The resolution to separate the positions failed to pass with about 34 percent of the vote, according to a preliminary tally given to investors at today’s annual meeting in New York. All members of the board standing for election received at least 89 percent of the vote, said General Counsel Stephen Cutler. More than a dozen homeowners with Chase mortgages and consumer advocates, including the Rev. Jesse Jackson appealed to Dimon to do more for borrowers seeking loan modifications.
Dimon, 54, who has led the second-biggest U.S. bank by assets and its board for more than four years, told shareholders “there’s a chance down the road” that the lender would reinstate a stock-buyback program. When asked whether the firm would consider repurchasing shares, he said “not quite yet.” He said he hoped to reinstate the quarterly dividend, which was cut to 5 cents in 2009, at 30 percent to 40 percent of earnings.
“The economy is growing as we speak,” he said. “We think it’s better to wait when things are stable so we can pay a dividend you can count on.” It was the company’s first public meeting since posting a 55 percent increase in net income for the first quarter to $3.33 billion.
Votes on Proposals
Shareholders also approved a resolution for an advisory vote on executive compensation by more than 95 percent. They backed by 54 percent a measure allowing investors to take actions outside of the public-meeting process if they have the written consent of a majority of shares outstanding.

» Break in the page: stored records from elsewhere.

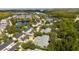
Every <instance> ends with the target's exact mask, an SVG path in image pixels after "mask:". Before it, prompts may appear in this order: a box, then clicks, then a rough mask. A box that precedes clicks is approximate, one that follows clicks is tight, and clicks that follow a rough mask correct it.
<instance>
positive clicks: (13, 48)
mask: <svg viewBox="0 0 79 59" xmlns="http://www.w3.org/2000/svg"><path fill="white" fill-rule="evenodd" d="M18 46H19V44H18V43H17V44H16V45H15V46H13V47H12V48H11V49H10V50H8V51H15V50H16V48H17V47H18Z"/></svg>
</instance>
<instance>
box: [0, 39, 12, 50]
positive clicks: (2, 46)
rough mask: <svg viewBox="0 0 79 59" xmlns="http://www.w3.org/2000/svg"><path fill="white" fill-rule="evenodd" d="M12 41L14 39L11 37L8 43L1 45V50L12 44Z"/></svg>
mask: <svg viewBox="0 0 79 59" xmlns="http://www.w3.org/2000/svg"><path fill="white" fill-rule="evenodd" d="M12 42H13V40H12V39H10V40H8V41H7V42H6V43H4V44H2V45H0V50H2V49H4V48H5V47H6V46H8V45H9V44H11V43H12Z"/></svg>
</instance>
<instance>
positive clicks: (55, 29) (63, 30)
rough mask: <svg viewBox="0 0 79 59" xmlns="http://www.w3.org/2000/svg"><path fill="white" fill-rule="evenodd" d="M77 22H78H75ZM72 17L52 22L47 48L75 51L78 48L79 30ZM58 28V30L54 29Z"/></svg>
mask: <svg viewBox="0 0 79 59" xmlns="http://www.w3.org/2000/svg"><path fill="white" fill-rule="evenodd" d="M77 24H79V23H77ZM76 26H77V25H76V23H75V22H74V20H72V19H68V18H67V19H65V18H64V19H62V20H61V21H58V22H57V23H55V24H54V27H52V28H53V29H52V33H51V35H50V43H49V46H48V50H54V51H73V50H75V51H77V50H79V31H78V30H77V29H78V27H76ZM56 28H58V30H56Z"/></svg>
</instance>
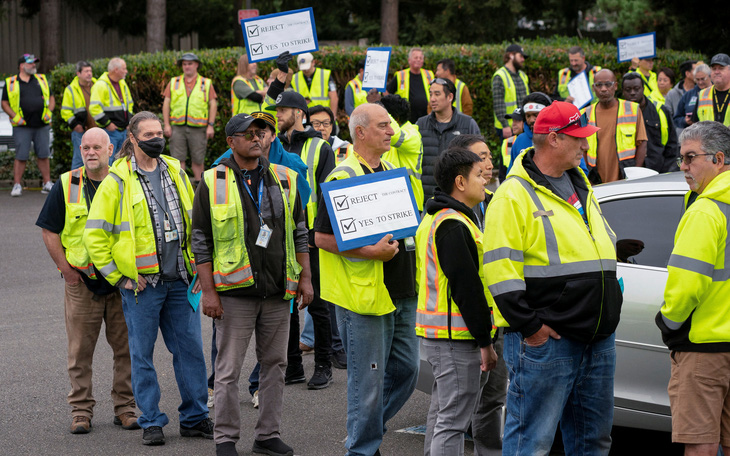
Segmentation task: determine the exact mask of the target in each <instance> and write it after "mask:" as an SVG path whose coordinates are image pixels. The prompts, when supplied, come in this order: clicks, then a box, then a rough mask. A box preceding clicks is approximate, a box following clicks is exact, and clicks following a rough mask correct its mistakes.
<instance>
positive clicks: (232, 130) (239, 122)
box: [226, 114, 268, 136]
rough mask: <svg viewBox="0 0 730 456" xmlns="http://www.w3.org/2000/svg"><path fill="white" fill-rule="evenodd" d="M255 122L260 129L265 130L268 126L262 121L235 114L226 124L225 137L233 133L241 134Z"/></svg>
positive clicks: (232, 134) (233, 133)
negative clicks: (265, 128)
mask: <svg viewBox="0 0 730 456" xmlns="http://www.w3.org/2000/svg"><path fill="white" fill-rule="evenodd" d="M254 122H256V125H258V126H259V127H261V128H266V127H267V126H268V125H267V123H266V122H265V121H264V120H263V119H257V118H256V117H253V116H249V115H248V114H237V115H235V116H233V117H231V120H229V121H228V123H227V124H226V136H233V135H234V134H235V133H242V132H244V131H246V130H247V129H248V127H250V126H251V124H253V123H254Z"/></svg>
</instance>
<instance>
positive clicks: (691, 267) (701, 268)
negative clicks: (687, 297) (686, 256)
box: [668, 253, 715, 277]
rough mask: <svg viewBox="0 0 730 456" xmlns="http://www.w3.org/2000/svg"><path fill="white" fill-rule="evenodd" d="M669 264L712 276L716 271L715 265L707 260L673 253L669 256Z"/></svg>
mask: <svg viewBox="0 0 730 456" xmlns="http://www.w3.org/2000/svg"><path fill="white" fill-rule="evenodd" d="M668 266H672V267H675V268H680V269H684V270H686V271H691V272H696V273H697V274H702V275H704V276H707V277H712V275H713V273H714V271H715V265H714V264H710V263H707V262H705V261H700V260H695V259H694V258H690V257H686V256H684V255H677V254H676V253H673V254H672V255H671V256H670V257H669V263H668Z"/></svg>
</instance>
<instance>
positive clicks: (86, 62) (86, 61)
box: [76, 60, 91, 73]
mask: <svg viewBox="0 0 730 456" xmlns="http://www.w3.org/2000/svg"><path fill="white" fill-rule="evenodd" d="M84 68H91V64H90V63H89V62H87V61H86V60H79V61H78V62H76V72H77V73H81V71H83V69H84Z"/></svg>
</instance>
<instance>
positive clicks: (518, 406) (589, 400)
mask: <svg viewBox="0 0 730 456" xmlns="http://www.w3.org/2000/svg"><path fill="white" fill-rule="evenodd" d="M504 361H505V363H506V364H507V369H508V371H509V379H510V384H509V388H508V391H507V417H506V423H505V427H504V440H503V442H502V454H503V455H504V456H518V455H519V456H522V455H529V456H539V455H547V454H549V452H550V447H551V446H552V443H553V438H554V437H555V430H556V429H557V426H558V422H560V429H561V431H562V434H563V444H564V445H565V453H566V454H570V455H575V456H598V455H608V452H609V450H610V448H611V426H612V424H613V378H614V372H615V368H616V348H615V335H611V336H610V337H609V338H607V339H604V340H600V341H597V342H593V343H590V344H585V343H581V342H577V341H575V340H571V339H569V338H567V337H562V338H561V339H553V338H548V340H547V342H545V343H544V344H543V345H541V346H539V347H532V346H529V345H527V344H526V343H525V341H524V339H523V338H522V335H521V334H519V333H517V332H510V333H506V334H505V335H504Z"/></svg>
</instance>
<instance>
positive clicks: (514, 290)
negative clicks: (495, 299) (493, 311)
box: [489, 279, 527, 296]
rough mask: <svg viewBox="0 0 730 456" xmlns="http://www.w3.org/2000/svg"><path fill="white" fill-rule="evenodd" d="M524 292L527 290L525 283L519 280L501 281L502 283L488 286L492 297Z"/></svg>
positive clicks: (521, 280)
mask: <svg viewBox="0 0 730 456" xmlns="http://www.w3.org/2000/svg"><path fill="white" fill-rule="evenodd" d="M525 290H527V287H526V286H525V281H524V280H520V279H509V280H503V281H502V282H497V283H495V284H492V285H489V292H490V293H491V294H492V296H499V295H502V294H505V293H512V292H514V291H525Z"/></svg>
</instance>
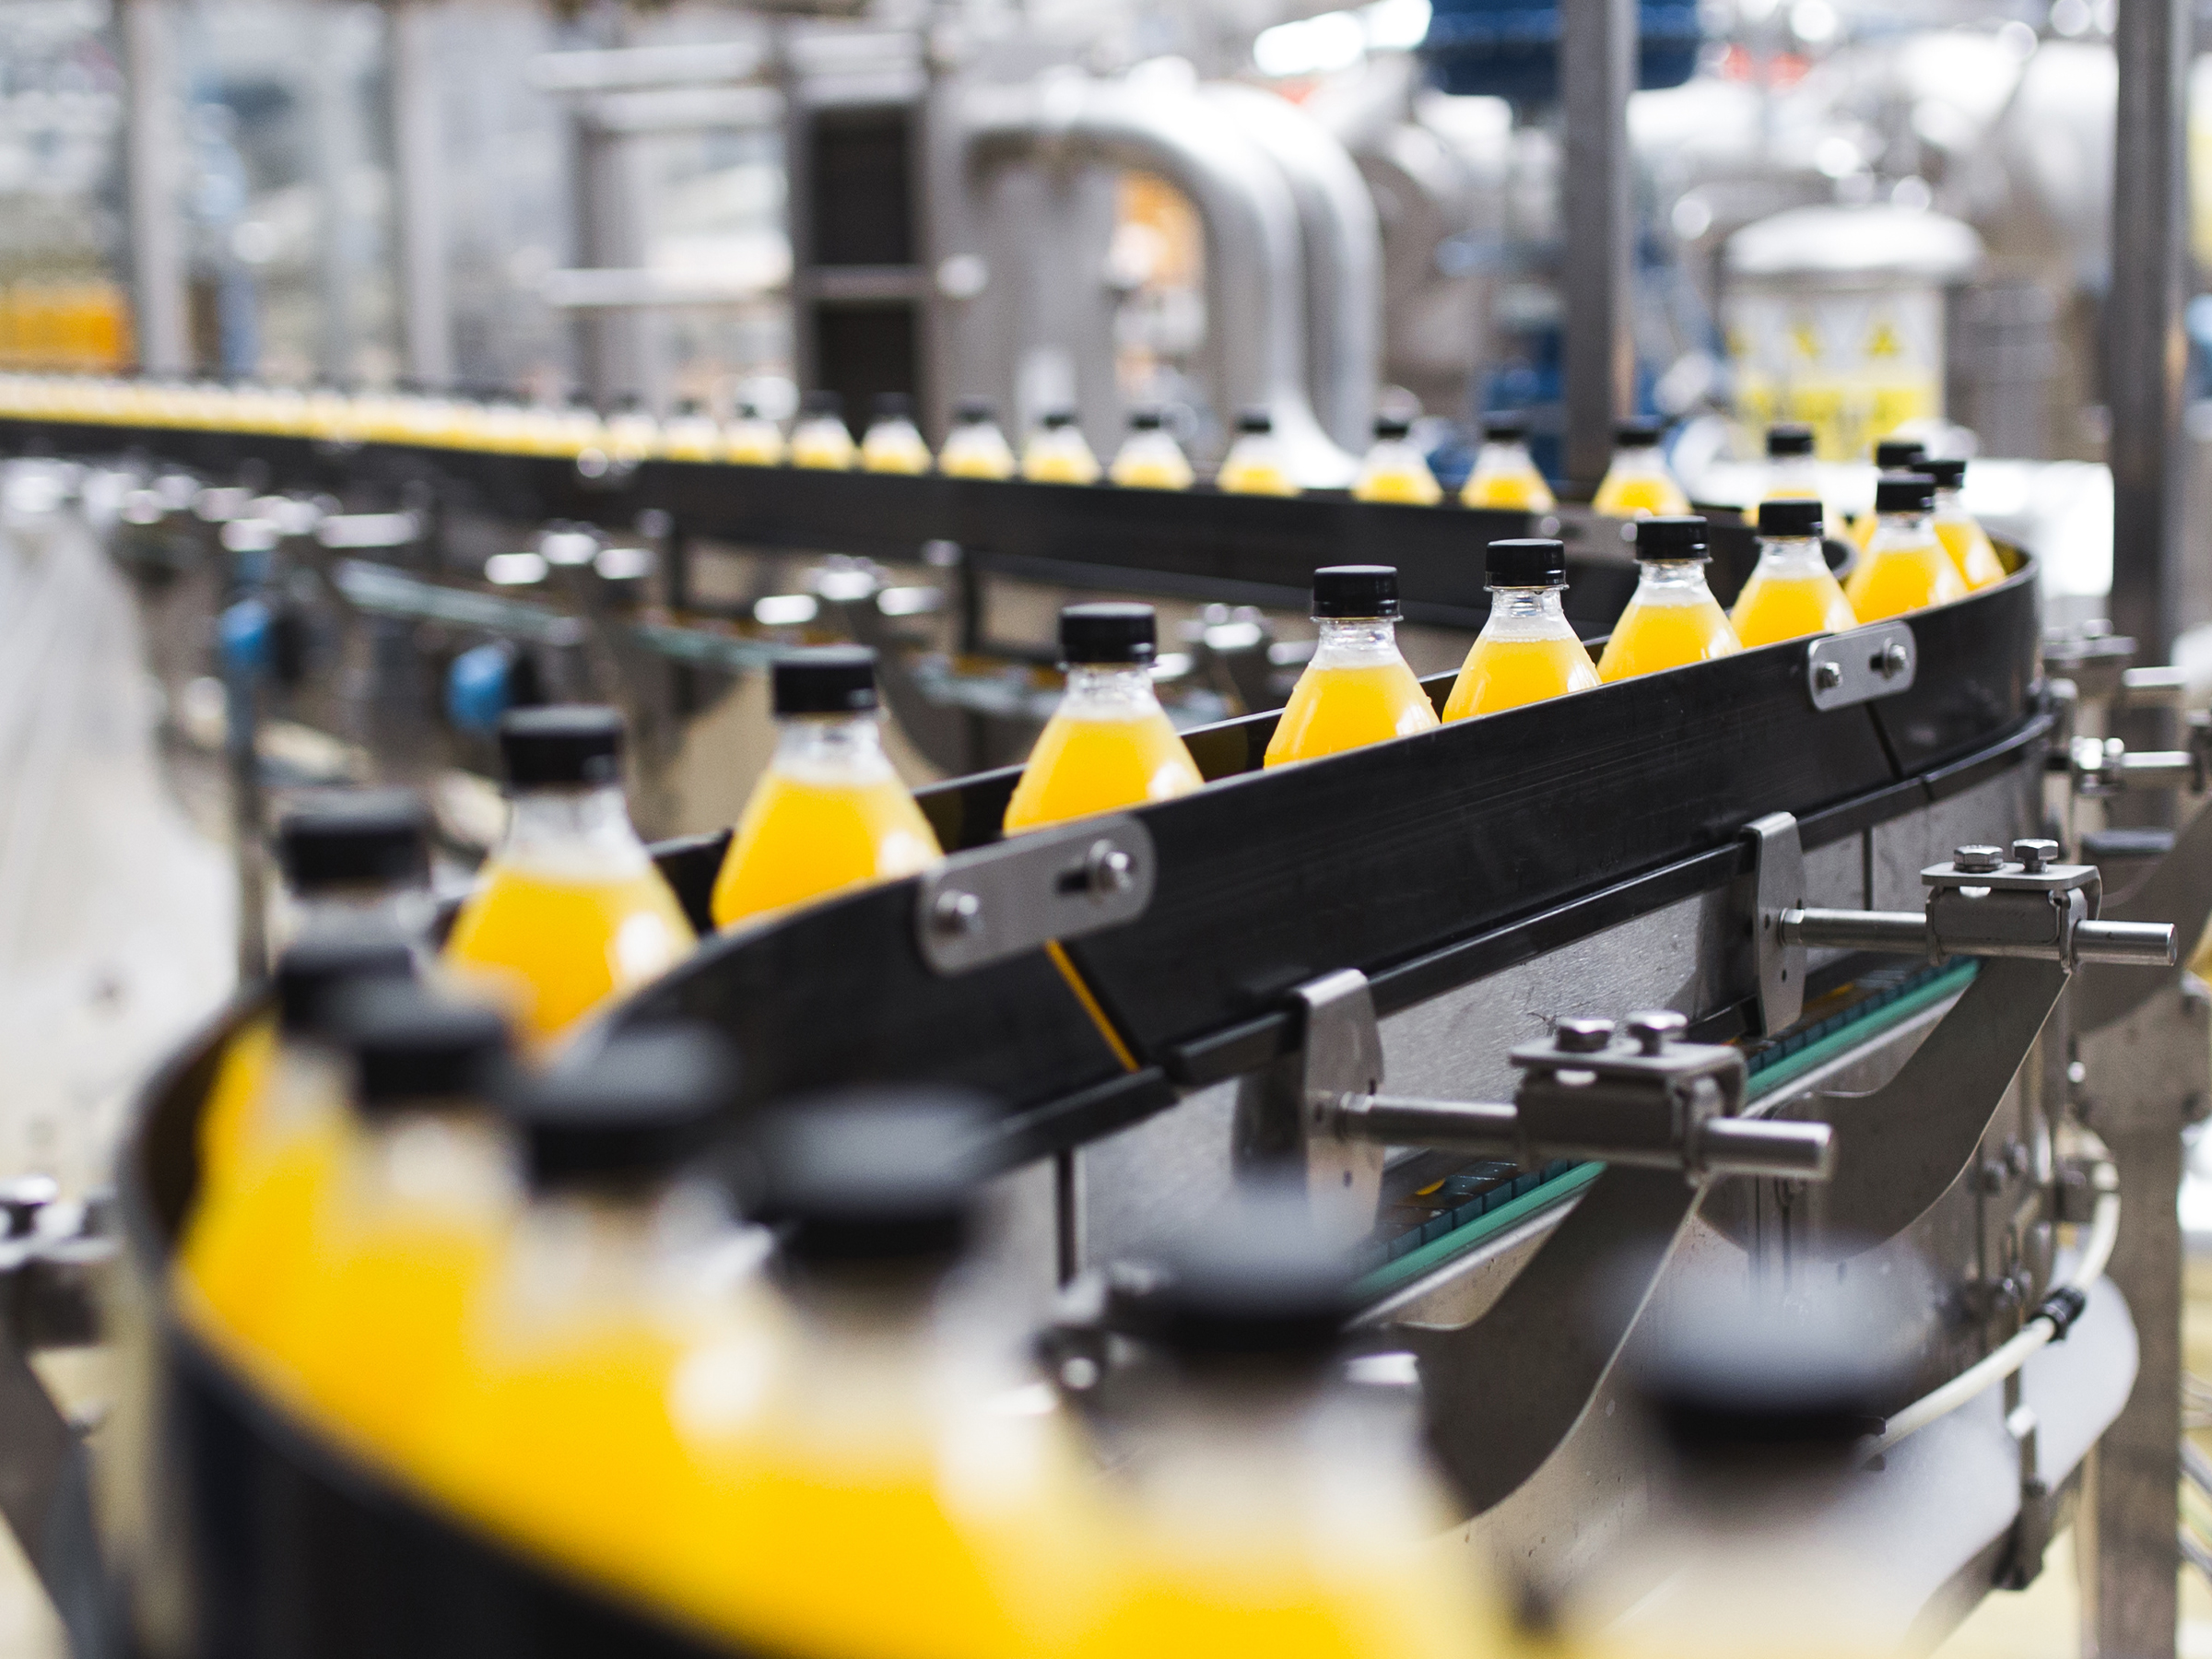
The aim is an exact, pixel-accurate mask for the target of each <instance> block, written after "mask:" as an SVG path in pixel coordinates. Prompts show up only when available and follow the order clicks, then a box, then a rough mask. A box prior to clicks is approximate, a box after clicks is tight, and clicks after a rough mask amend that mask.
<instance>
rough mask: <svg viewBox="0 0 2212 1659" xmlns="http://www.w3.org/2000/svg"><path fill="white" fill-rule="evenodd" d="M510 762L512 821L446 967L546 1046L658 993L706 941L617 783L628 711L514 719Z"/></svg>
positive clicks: (598, 709)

A proposal allowing anyone with at least 10 percent of outstanding common stock to call shareholder meetings lost while attracting 44 percent of the vote. Another proposal seeking more detailed derivatives disclosures and stricter collateral requirements won about 34 percent of the vote.
“We already do substantially some of the things you’re talking about, not all of them, but some of them,” Dimon told Sister Barbara Aires, who spoke on behalf of the groups of nuns and priests who submitted the derivatives proposal. Aires said in an interview that the same proposal received similar support from shareholders at Citigroup Inc., Goldman Sachs Group Inc. and Bank of America Corp.
About two dozen borrowers came to the meeting and appealed for help on their home loans. Dimon referred them to mortgage specialists sitting outside to answer questions about specific foreclosure cases and pending modifications.
“This is a government program, so it’s not always up to JPMorgan” in deciding who qualifies and who doesn’t for the Home Affordable Modification Program, Dimon said.